C’est la première incursion de Nina Allan sur les terres du roman noir, mais ses lecteurs ne seront pas dépaysés. L’autrice, elle-même résidente de la superbe île de Bute, s’approprie le genre, avec son style propre et ses marottes. Aussi, dans cette sorte d’étrange «polar de terroir» (mais de haute volée!) façon Trois crimes à Ploumanac’h, ce genre cher à nos voisins (non, pas les fées et les lutins, cette fois…), elle fissure une nouvelle fois le réel, et mêle ses personnages fictifs tourmentés à de célèbres scientifiques ou au peintre anglais fou et parricide Richard Dadd. Non sans mener en bateau (plutôt en ferry, ici) le lecteur fasciné –«Toute intrigue policière doit comporter une fausse piste, c’est la règle», rappelle Cath… Avec, toujours, cette justesse dans les dialogues et cette propension à entrer dans la tête de ses personnages. Cath est du reste si hantée par la mort de Shirley que celle-ci l’interrompt régulièrement dans ses pensées.

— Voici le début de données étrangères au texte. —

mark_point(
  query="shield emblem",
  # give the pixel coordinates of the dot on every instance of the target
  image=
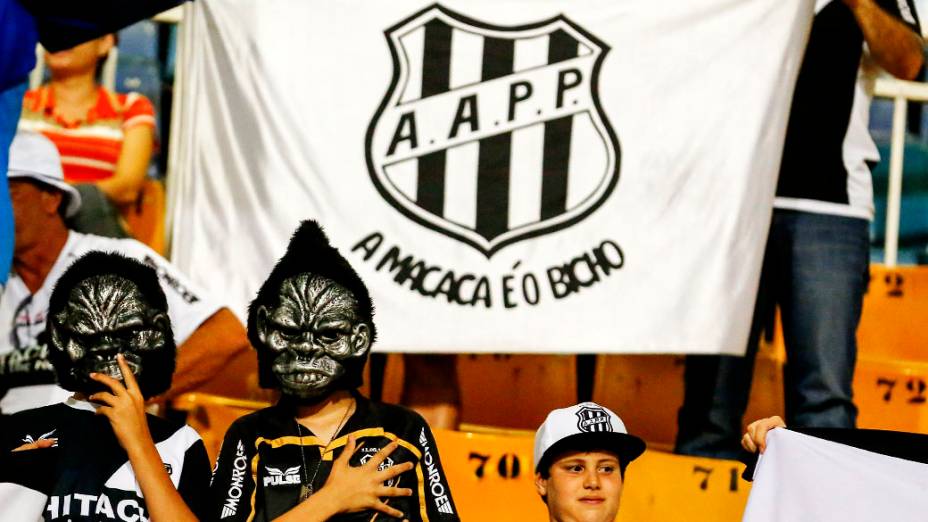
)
(492, 134)
(593, 420)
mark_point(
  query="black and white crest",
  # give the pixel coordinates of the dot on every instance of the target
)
(492, 134)
(593, 420)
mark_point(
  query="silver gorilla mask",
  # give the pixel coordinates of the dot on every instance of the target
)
(314, 334)
(106, 315)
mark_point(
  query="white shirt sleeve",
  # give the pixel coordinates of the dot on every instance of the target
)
(188, 304)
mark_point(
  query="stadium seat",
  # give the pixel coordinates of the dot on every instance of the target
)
(508, 391)
(212, 415)
(492, 478)
(892, 394)
(515, 391)
(892, 326)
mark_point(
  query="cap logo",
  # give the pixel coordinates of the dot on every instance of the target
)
(593, 420)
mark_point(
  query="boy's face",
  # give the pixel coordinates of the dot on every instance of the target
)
(313, 332)
(582, 486)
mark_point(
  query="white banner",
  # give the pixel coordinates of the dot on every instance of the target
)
(806, 479)
(506, 175)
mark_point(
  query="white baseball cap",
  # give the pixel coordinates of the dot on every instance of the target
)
(584, 426)
(34, 156)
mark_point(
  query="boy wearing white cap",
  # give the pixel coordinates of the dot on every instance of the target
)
(581, 453)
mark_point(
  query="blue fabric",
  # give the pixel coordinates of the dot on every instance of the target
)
(18, 38)
(11, 103)
(816, 271)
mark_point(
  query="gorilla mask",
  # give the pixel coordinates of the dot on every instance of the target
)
(312, 320)
(104, 305)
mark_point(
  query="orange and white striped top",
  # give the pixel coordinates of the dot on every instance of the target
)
(90, 147)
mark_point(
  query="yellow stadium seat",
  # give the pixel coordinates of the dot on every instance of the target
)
(892, 325)
(515, 391)
(646, 391)
(892, 395)
(212, 415)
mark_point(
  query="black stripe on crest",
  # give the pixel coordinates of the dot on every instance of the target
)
(561, 46)
(493, 175)
(436, 73)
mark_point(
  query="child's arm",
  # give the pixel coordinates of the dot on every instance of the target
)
(125, 409)
(349, 489)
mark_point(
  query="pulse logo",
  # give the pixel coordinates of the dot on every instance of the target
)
(238, 477)
(287, 477)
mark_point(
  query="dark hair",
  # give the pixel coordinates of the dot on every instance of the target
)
(309, 251)
(98, 263)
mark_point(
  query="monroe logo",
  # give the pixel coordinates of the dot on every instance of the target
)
(593, 419)
(492, 134)
(436, 487)
(238, 477)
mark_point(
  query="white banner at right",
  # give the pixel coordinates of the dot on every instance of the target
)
(801, 478)
(506, 175)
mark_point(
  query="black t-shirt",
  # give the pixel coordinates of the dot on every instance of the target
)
(264, 462)
(87, 477)
(820, 146)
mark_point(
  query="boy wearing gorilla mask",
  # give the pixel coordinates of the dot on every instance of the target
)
(98, 456)
(323, 452)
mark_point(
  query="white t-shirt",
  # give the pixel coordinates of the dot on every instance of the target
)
(22, 319)
(828, 150)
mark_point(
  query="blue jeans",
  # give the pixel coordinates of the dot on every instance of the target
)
(816, 270)
(11, 103)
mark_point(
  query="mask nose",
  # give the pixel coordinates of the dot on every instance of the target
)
(106, 343)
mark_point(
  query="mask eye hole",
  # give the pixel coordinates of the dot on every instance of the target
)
(328, 335)
(288, 333)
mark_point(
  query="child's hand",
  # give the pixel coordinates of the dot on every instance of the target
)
(39, 444)
(352, 489)
(124, 407)
(756, 437)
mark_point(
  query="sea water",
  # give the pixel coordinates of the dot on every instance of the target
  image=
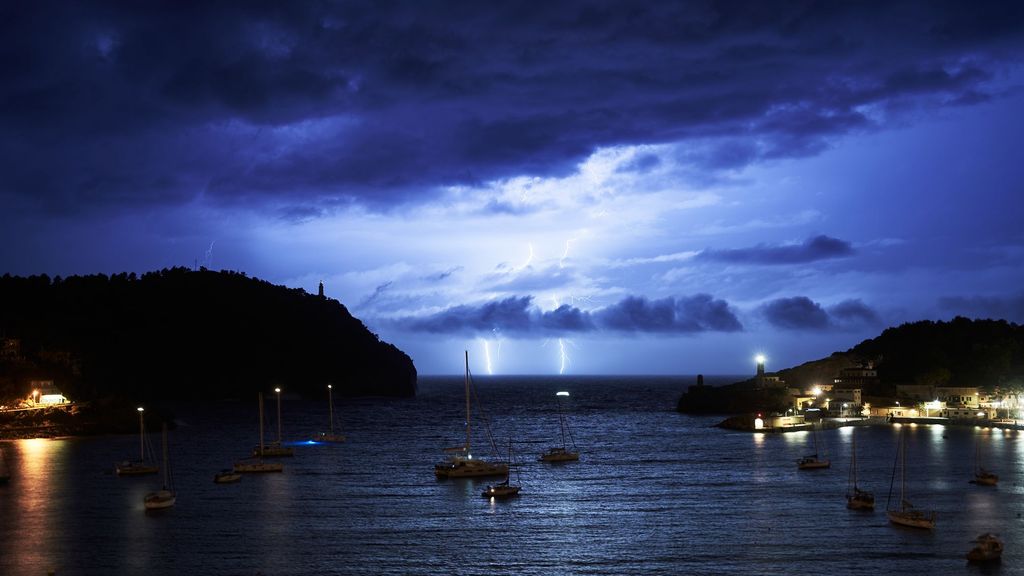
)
(654, 492)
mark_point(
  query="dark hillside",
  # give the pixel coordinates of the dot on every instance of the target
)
(183, 334)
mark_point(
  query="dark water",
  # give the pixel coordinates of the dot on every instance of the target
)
(654, 492)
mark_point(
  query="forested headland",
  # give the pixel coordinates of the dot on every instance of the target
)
(183, 334)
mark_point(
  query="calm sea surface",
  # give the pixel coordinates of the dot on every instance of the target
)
(655, 492)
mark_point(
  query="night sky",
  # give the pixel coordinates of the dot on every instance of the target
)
(584, 188)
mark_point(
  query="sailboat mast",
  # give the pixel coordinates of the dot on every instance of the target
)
(330, 400)
(260, 424)
(468, 428)
(854, 460)
(902, 470)
(166, 471)
(561, 420)
(141, 437)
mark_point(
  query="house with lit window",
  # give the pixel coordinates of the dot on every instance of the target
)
(45, 394)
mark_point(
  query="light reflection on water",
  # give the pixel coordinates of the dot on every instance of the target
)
(654, 492)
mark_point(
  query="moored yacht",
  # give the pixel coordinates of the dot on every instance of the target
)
(460, 461)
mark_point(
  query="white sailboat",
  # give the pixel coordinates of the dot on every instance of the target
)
(274, 449)
(140, 466)
(257, 464)
(857, 499)
(561, 453)
(460, 461)
(904, 513)
(331, 436)
(504, 489)
(812, 461)
(165, 497)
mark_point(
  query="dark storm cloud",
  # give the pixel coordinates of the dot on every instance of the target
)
(511, 315)
(1009, 307)
(852, 313)
(694, 314)
(796, 314)
(127, 105)
(817, 248)
(800, 313)
(518, 317)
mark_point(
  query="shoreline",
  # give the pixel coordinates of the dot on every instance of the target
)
(745, 423)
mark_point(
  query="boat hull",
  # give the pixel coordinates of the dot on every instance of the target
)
(989, 549)
(986, 479)
(559, 455)
(256, 467)
(808, 464)
(133, 468)
(860, 503)
(501, 491)
(331, 438)
(159, 500)
(273, 452)
(911, 519)
(226, 477)
(469, 468)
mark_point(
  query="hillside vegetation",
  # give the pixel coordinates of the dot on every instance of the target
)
(182, 334)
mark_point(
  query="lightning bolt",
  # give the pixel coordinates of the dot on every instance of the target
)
(486, 356)
(209, 255)
(564, 357)
(565, 253)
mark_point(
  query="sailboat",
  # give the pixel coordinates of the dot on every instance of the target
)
(165, 497)
(140, 466)
(330, 437)
(857, 499)
(905, 513)
(257, 464)
(981, 476)
(274, 449)
(504, 489)
(811, 461)
(460, 461)
(561, 453)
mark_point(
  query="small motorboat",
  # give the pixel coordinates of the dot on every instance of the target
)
(987, 547)
(503, 490)
(226, 476)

Si les dernières pages laissent penser que le crime a finalement été élucidé, Nina Allan laisse volontairement planer le doute sur de nombreux éléments de l’intrigue que, d’ailleurs, elle ne résout pas. De quoi autoriser les lecteurs un brin rêveurs à se laisser aller à des interprétations très personnelles et… folkloriques.

Maria Pourchet

Stock, 336 p.

Après l’amour, qu’elle a scruté sous bien des formes, souvent il y a la rupture. C’est elle que Maria Pourchet décortique dans Tressaillir, une rupture qui, loin d’être un geste sec, s’éprouve au fil du temps. Michelle part, elle quitte Sirius, ou plutôt s’en arrache, y laissant quelques lambeaux d’elle-même. La séparation va réveiller la peur viscérale qui l’étreint depuis sa plus tendre enfance, une peur qui est comme un mécanisme de survie, et qu’elle explorera en rentrant chez elle, dans la forêt, ce départ se doublant alors d’un retour.

Laurent Mauvignier

Editions de Minuit, 752 p.

Tout commence le jour où le narrateur, double à peine fictif de l’auteur, part à la recherche de la médaille de la Légion d’honneur de Jules, son arrière-grand-père et héros de la Grande Guerre, dans la maison familiale du hameau fictif de La Bassée. Il a beau fouiller partout, il ne la retrouve pas. Il exhume en revanche d’autres breloques, photos jaunies et bijoux de ses aïeux qui l’entraîneront dans un long (750 pages!) voyage immobile à travers le temps, sur les traces des fantômes perchés sur son arbre généalogique.

Une enquête dans les replis de la mémoire s‘étalant sur trois générations dont l’ampleur rappelle un certain Marcel Proust. D’autant que, comme son illustre prédécesseur, l’auteur du remarquable thriller Histoires de la nuit, ici au sommet de son art, laisse vagabonder sa pensée sans fil conducteur, sans intrigue autre que le souci de ressusciter un monde englouti, «ignoré de nous-mêmes», en entremêlant reconstitution documentaire et pure invention romanesque. L’ombre de Flaubert et de Zola plane aussi sur cette introspection pudique portée par une voix ample et sinueuse comme un fleuve majestueux reflétant mille nuances. Le hasard faisant bien les choses, l’un des personnages centraux de cette enquête intime hors norme, à savoir son arrière-grand-mère Marie-Ernestine Chichery, est née… Proust. Pas de lien de parenté avec l’autre, mais la coïncidence est tout de même troublante.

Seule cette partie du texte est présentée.